Vern: A 12-hour overnight bus drove us comfortably to the colourful port town of Valparaiso, 120km west of Santiago. The buildings, stacked on a hilly crescent and painted in every colour Dulux could imagine, are almost mirrored by the mountain of different colour shipping containers piled up along the harbour. And the vivid graffiti everywhere is so good that it's hard to differentiate between commisioned street art and vandalism.
A long walk away from the bus station, we located and checked into our 'cheapie' hostel, and after a hearty breakfast of yoghurt, bananas and crumbled-up cookies, and two cups of coffee we set out exploring. Walking the urban uphills was a sinch compared to our recent trekking, so we were feeling quite big-headed when we found the area dubbed 'Museo a Cielo Abierto' (open air museum) and the top of a long steep street. I think 'museum' is a bit generous for the abstract murals and colourful shipping themed painted stairs, though one of the artists was there touching up his works, so we told him his art was very nice and scuttled off in case he was hoping for a tip.
Our big heads deflated a while later, when the 'Ascensor Cordillera' (one of fifteen olden-time funicular elevators which chug passengers up the city's hills) was closed and we had to walk up the steep staircase next to it. The roman numeral for each of the hundred-and-sixty-two stairs is spray-painted on each narrow step, and the Escalaliers Cien Fuegos or 'Stairs of a hundred fires' lived up to their name as our thighs burned after the climb.
The following day, we headed up into the hills again to visit the residence of Pablo Neruda (who is a Nobel Prize winning poet and not a druglord. Obviously).
I built the house.
First, I made it of air.
Then, I raised the flag in the air and left it hanging from the sky, from the light and the darkness.
(It doesn't rhyme, I know! But apparently he is a poet).
His house is called 'La Sebastiana' and is a quirky building dressed with the eclectic possessions of an eccentric collector. The audio guide narrator informed us that Neruda had "a gift for naming things" an example being his fireplace which he named... drum-roll please... "The Big Smoke Pot". I'm not sure he's that gifted, Narrator! I tested in the 99th percentile for stating the obvious too, and no one's calling me 'gifted'!
For lunch we enjoyed ripe tomatoes and Chilean avocados on toast and later wandered through the spaghetti streets of Cerro Concepcion and Cerro Alegre snapping colourful buildings and graffiti.

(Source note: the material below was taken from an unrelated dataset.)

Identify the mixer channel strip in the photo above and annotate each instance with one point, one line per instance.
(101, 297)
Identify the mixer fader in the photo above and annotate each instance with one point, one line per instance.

To dodge the evening rain, we dived into a bar, 'Pajarito', decorated with a flock of multi-coloured origami birds swooping passed a mirror ball. Andrea enjoyed a Pisco Sour, a popular Chilean grape-brandy cocktail, and I had a beer. Scarily booze prices (at bars rather than in super markets) are similar to London prices - with a round costing $10 - but the waitress certainly didn't skirt around the bill the way her over-polite English equivalent might've: "This is the total with the 'propina' (tip)", she said as she delivered the little piece of paper littered with zeroes. And a minute later when she collected our payment she asked, "Did you leave a 'propina'?". "Si, si", we answered, feeling a little extorted and wandering what would have happened if we hadn't.
A mutant courgette featured heavily in our newest variant of pasta and sauce that night, and the carbs helped us sleep like babies in a 12 bed dorm.
The next day we took a 'micro' (mini-bus) over to the swanky neighbouring beach town, Vina del Mar where we enjoyed a beach day and snacked on 'completos' - hotdogs topped with tomato, guacamole and cheese sauce. The concept: ingenious, the execution: average unfortunately. A redeeming fruit salad (including a sweet cucumber ('pepino dulce') followed a beach-sunset for dinner that night.